I've made two identical tables, Table1 and Table1 both with an ID (int) and Value (nvarchar(10)), and filled them with some test data, ensuring a number of identical rows and a number of different rows using the following query:
DECLARE @I INT
SET @I = 0
WHILE @I < 10000 BEGIN
IF @I % 5 <> 0
INSERT INTO Table1 VALUES (@I, REPLICATE('A', 10))
IF @I % 4 <> 0 INSERT
INTO Table2 VALUES (@I, REPLICATE('A', 10))
SET @I = @I + 1
END
I've not used any indexes et al, because it isn't needed. I am only after the comparable values.
Anyway, using what I know of common problems from work, I now want to find rows in Table1 which aren't in Table2.
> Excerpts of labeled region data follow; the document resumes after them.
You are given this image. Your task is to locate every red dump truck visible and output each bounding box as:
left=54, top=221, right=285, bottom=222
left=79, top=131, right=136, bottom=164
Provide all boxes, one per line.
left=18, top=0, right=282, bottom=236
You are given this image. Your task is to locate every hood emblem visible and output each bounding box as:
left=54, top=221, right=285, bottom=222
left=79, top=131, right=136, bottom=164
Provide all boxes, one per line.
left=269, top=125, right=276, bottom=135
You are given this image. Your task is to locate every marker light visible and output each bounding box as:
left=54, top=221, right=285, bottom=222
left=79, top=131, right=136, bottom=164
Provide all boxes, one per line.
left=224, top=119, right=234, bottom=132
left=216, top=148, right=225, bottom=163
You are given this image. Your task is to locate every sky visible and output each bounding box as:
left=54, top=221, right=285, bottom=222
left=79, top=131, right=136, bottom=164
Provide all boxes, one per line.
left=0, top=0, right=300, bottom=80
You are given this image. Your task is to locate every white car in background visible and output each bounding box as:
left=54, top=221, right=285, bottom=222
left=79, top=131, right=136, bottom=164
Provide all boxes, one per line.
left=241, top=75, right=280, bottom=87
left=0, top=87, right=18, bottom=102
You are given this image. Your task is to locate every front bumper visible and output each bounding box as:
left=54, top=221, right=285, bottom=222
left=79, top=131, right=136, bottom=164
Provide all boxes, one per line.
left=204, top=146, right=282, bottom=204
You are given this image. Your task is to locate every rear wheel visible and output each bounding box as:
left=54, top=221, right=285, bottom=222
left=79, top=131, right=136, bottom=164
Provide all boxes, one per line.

Because I know I have "ID" which I assume right now is a unique key (I have no duplicates, because I know what data I've inserted), I'll only use an NOT IN on the ID column, like this:
SELECT *
FROM Table1
WHERE ID NOT IN (
SELECT ID FROM Table2
)
GO
SELECT * FROM Table1
EXCEPT
SELECT * FROM Table2
GO
This performs as one might expect vastly superior for the NOT IN syntax with a ratio of 23% vs. 77%.
However, suppose that I also needed to make sure that Value was the same and that I thus couldn't rely only on the ID, making the following query:
SELECT *
FROM Table1
WHERE ID NOT IN (
SELECT ID FROM Table2
)
OR [Value] NOT IN (
SELECT [Value] FROM Table2
)
GO
SELECT * FROM Table1
EXCEPT
SELECT * FROM Table2
GO
And now the result changes with the NOT IN syntax taking 78% and the EXCEPT only 22%.
So if you need more then one value to be different, then it starts to look like you can use the EXCEPT with performance gain versus the NOT IN syntax.
If you only need to compare on one, it is a waste of ressources to use EXCEPT – lest it is a one time query of course. But it if is something which needs to run "often", I'd think twice.
Conclusions on the results of INTERSECT are exactly (well, the numbers differ of course) the same.
One column to compare, and it is better to use IN, like this:
SELECT *
FROM Table1
WHERE ID IN (
SELECT ID FROM Table2
)
GO
Compared to
SELECT * FROM Table1
INTERSECT
SELECT * FROM Table2
GO
If needing more values, then INTERSECT is better.